6.4 Were there experiments with other default sharding block sizes for UnixFS without raw leaves, or where do they come from??
7. What is the situation with large files w.r.t. how they are stored?
I can think of three ways:
1. A `dag-pb` parent which is a UnixFS `File`, with children being UnixFS `File`s themselves.
2. A `dag-pb` parent which is a UnixFS `File`, with children being UnixFS `Raw` blocks. (This is old)
3. A `dag-pb` parent which is a UnixFS `File`, with children being `raw` blocks.
(From the documentation of the balanced importer for UnixFS, I understand that this can have depth>1, in which case the intermediary nodes are `dag-pb` wrapped UnxiFS `File`s.))
Which one(s) of these are used, and is it always necessary to have the UnixFS parent block?
((The idea behind my question is something like: Why not construct an empty `dag-pb` or `dag-cbor` or any other MerkleDAG node that links to the parts of the file?))
8. The multicodecs table thingy lists a bunch of different MerkleDAG-related codecs:
- `dag-pb`, as discussed above I think this only ever holds UnixFS data? -> See above
- `dag-cbor` and `dag-json`, which are implemented, but I'm not sure what they're used for. -> See above
- `dag-jose` and `dag-cose`, which I believe are not implemented, is that correct? -> Someone might be working on an implementation
-> Could ask in the PR if someone is working on it. (https://github.com/ipld/specs/pull/269)
9. Whats the status with UnixFSv1 Symlinks?
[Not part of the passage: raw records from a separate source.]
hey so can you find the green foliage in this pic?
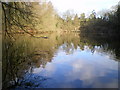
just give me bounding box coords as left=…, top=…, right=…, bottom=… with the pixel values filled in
left=73, top=14, right=80, bottom=29
left=2, top=2, right=35, bottom=36
left=79, top=13, right=86, bottom=28
left=89, top=10, right=96, bottom=19
left=79, top=2, right=120, bottom=36
left=58, top=11, right=80, bottom=31
left=32, top=2, right=57, bottom=31
left=80, top=13, right=85, bottom=20
left=2, top=1, right=120, bottom=35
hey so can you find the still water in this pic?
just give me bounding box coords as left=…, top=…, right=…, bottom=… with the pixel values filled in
left=3, top=32, right=119, bottom=88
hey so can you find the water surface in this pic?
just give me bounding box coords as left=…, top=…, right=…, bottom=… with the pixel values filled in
left=3, top=32, right=119, bottom=88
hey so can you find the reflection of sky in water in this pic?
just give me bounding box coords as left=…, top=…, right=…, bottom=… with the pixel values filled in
left=30, top=44, right=118, bottom=88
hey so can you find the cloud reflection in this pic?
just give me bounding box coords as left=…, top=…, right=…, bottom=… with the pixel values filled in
left=32, top=46, right=118, bottom=88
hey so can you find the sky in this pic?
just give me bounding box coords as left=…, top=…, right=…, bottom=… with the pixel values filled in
left=47, top=0, right=119, bottom=16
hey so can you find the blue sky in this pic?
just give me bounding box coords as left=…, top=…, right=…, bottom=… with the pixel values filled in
left=47, top=0, right=119, bottom=15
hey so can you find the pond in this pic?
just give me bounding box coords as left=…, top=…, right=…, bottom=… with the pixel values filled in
left=2, top=32, right=119, bottom=88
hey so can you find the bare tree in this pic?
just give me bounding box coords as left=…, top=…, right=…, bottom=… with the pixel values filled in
left=1, top=1, right=35, bottom=38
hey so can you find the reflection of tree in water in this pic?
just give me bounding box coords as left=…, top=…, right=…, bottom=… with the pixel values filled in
left=2, top=34, right=56, bottom=89
left=3, top=38, right=33, bottom=89
left=2, top=32, right=82, bottom=88
left=56, top=32, right=81, bottom=54
left=79, top=33, right=120, bottom=61
left=55, top=32, right=120, bottom=61
left=3, top=32, right=120, bottom=89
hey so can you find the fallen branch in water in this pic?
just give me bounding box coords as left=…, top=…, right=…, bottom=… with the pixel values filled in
left=32, top=35, right=48, bottom=39
left=33, top=36, right=48, bottom=39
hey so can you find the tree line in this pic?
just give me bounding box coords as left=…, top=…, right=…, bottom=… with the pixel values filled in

Metadata?
-> Symlinks work (not via gateway)
metadata: UnixFSv1.5: js-ipfs supports this, go-ipfs does not yet
https://github.com/ipfs/specs/blob/master/UNIXFS.md#metadata (There may be variations to this in the future)
10. Are Bitswap Sessions being used?
-> This might not be about the INV messaging, but rather a batch of work that needs to be done
Because of selectors (in the future), the depth of a tree might not matter too much, because we can fetch multiple levels together. (This leads to interesting issues about verification)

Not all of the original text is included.